Walks in the woods, fictionally

When I was in grad school, I went to a series of lectures by Umberto Eco; they were wide-ranging talks on literary theory but very entertaining despite what you might imagine, covering everything from the freemasons to the Protocols of the Elders of Zion, to fables (Little Red Riding Hood) and the meaning of truth.  The lectures were eventually published as Six Walks in the Fictional Woods.

Eco also talked a bit about his own experiences as an author.  He described how paranoid readers of his fictional books would write to him and complain that so-and-so couldn’t have moved through the moonlit night in Paris because on the date in question there was only a sliver moon.  Notwithstanding the ‘fact’ that the ‘fact’ was ‘fiction.’
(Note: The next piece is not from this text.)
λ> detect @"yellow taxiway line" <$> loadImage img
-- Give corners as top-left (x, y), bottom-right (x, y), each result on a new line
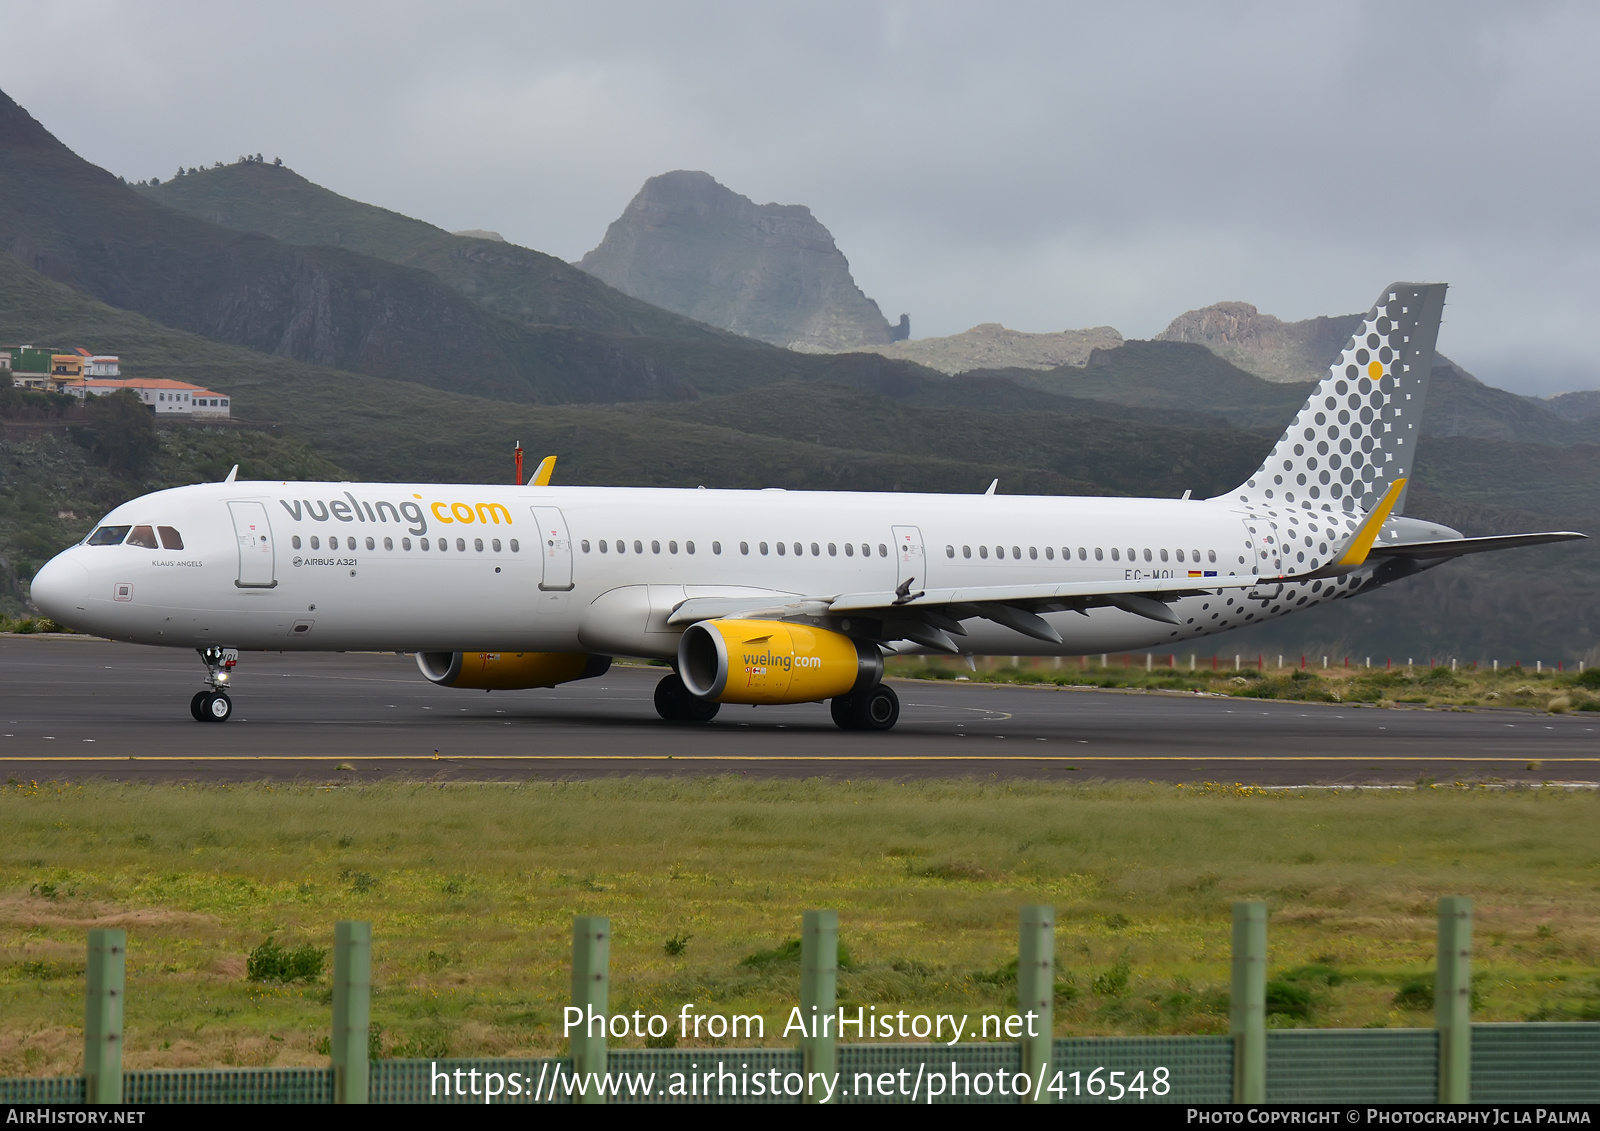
top-left (0, 755), bottom-right (1597, 764)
He also told a beautiful story — one I still remember, although I have trouble remembering my own mobile phone number — about visiting the planetarium at Santiago de Compostela (maybe it was in Coruna, but this is my memory).  The director as a gift to him had set the night sky to the way the stars appeared at his home on the night of his birth.

At one point in the lectures, he said that we could all accept that it was true that there were no armadillos in the lecture hall — the jewel box of Sanders Theater — but that that didn’t mean they couldn’t exist in a fictional lecture hall.  At that point he held up a fake armadillo, which doesn’t appear in the book.  So beware!

Something about my day today made me remember this.